Dublin City Council currently uses a franchise tendering system for other city services, such as parking enforcement. It puts that service out to tender every few years, specifying in the contract it awards what the winning company must do and how.
Does Doolan, the Sinn Féin councillor, see franchise tendering as an improvement over the current system? “It’s a step in the right direction,” he said Tuesday.
Asked whether changing the system for bin collection in Dublin would have to wait until after Smyth’s study is done, a spokesperson for the department said that, actually, the decision was in the hands of Dublin City Council.
“Under the Waste Management Act, waste management is a local government statutory function,” she said. “It is a matter for the Chief Executive of a local authority, including Dublin City Council, to determine the arrangements for household waste collection in their local authority area.”

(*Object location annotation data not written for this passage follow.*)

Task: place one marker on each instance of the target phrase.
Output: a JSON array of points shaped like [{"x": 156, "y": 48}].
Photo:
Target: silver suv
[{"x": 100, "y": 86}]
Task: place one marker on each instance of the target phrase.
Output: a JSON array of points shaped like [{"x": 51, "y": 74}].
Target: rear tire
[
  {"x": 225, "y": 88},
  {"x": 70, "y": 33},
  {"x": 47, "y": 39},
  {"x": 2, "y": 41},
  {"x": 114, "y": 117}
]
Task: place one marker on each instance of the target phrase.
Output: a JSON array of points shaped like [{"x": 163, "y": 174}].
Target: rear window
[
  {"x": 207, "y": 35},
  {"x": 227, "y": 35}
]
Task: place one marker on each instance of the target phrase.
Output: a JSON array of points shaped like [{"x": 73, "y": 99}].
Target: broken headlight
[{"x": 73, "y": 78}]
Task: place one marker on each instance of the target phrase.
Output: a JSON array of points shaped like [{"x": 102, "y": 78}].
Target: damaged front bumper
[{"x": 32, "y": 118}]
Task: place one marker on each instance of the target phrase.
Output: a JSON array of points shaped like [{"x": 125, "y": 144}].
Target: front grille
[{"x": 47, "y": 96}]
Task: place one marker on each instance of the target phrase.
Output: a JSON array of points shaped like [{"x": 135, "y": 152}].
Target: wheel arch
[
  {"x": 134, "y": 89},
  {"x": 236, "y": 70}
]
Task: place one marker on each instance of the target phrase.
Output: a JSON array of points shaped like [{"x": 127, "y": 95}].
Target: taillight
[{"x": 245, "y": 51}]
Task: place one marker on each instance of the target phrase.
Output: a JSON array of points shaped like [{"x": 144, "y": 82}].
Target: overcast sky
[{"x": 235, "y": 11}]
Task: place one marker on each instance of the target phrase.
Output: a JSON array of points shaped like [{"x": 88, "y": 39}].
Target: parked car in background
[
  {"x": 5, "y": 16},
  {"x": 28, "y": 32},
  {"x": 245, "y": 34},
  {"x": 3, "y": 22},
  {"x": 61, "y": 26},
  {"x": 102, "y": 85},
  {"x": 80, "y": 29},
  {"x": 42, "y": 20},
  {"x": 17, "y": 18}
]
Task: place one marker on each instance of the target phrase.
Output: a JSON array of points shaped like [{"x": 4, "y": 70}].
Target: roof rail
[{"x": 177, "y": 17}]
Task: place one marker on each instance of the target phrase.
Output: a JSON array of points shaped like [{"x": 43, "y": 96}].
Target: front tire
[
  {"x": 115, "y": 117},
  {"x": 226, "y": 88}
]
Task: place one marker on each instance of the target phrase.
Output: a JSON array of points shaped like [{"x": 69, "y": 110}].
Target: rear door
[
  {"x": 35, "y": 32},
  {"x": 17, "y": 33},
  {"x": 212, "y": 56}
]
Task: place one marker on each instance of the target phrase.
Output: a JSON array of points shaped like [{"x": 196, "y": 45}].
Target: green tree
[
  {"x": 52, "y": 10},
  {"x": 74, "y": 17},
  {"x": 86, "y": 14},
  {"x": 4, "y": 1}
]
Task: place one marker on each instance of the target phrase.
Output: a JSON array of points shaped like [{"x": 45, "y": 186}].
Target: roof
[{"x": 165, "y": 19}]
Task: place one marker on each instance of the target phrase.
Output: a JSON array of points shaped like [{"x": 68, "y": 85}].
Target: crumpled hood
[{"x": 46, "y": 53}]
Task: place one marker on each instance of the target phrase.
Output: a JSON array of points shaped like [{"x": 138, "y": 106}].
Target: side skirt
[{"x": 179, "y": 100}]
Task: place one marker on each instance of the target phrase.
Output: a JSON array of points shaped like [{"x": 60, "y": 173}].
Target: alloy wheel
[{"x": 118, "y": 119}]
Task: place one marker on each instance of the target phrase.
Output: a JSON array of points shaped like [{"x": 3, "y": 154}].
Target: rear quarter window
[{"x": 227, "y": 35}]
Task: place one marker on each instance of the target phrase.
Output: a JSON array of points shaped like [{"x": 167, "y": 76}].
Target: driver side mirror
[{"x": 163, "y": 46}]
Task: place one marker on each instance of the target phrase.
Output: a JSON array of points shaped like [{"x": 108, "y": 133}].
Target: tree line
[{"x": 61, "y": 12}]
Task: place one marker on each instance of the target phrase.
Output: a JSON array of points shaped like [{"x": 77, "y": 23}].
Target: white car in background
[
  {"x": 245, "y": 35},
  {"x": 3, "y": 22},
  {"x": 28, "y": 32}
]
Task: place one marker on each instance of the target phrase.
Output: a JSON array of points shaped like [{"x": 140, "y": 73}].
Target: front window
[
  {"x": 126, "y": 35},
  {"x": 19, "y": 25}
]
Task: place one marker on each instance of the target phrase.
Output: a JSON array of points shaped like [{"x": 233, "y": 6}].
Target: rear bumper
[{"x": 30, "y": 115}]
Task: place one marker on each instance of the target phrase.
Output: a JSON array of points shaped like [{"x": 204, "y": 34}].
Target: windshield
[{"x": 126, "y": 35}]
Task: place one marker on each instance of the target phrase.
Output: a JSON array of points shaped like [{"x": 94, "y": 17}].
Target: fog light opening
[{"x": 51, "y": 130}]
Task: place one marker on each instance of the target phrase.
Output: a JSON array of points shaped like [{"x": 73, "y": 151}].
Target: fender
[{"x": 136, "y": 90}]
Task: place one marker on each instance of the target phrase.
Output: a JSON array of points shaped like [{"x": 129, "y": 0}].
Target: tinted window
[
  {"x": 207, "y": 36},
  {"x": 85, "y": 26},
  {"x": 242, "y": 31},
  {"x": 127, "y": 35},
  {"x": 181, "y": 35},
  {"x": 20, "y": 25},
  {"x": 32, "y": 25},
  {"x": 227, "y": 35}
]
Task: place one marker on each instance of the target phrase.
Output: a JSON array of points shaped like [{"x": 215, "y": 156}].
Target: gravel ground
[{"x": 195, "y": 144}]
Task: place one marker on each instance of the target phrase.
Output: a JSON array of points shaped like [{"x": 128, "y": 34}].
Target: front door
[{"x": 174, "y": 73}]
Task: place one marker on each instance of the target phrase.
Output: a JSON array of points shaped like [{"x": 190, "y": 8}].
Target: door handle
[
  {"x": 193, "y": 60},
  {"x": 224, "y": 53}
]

But a council spokesperson said on Monday that “Dublin City Council has no current plans to pilot recommencement of kerbside waste collection services”. Once Smyth’s study is complete, “the City Council will consider the matter further”.
At the Oireachtas hearing in July, Right to Change TD Joan Collins said it was a matter of political will.
“There was political will to privatise our waste collection services two decades ago. Legislation was changed to allow that. There has to be political will to look at all that legislation and reverse it,” she said.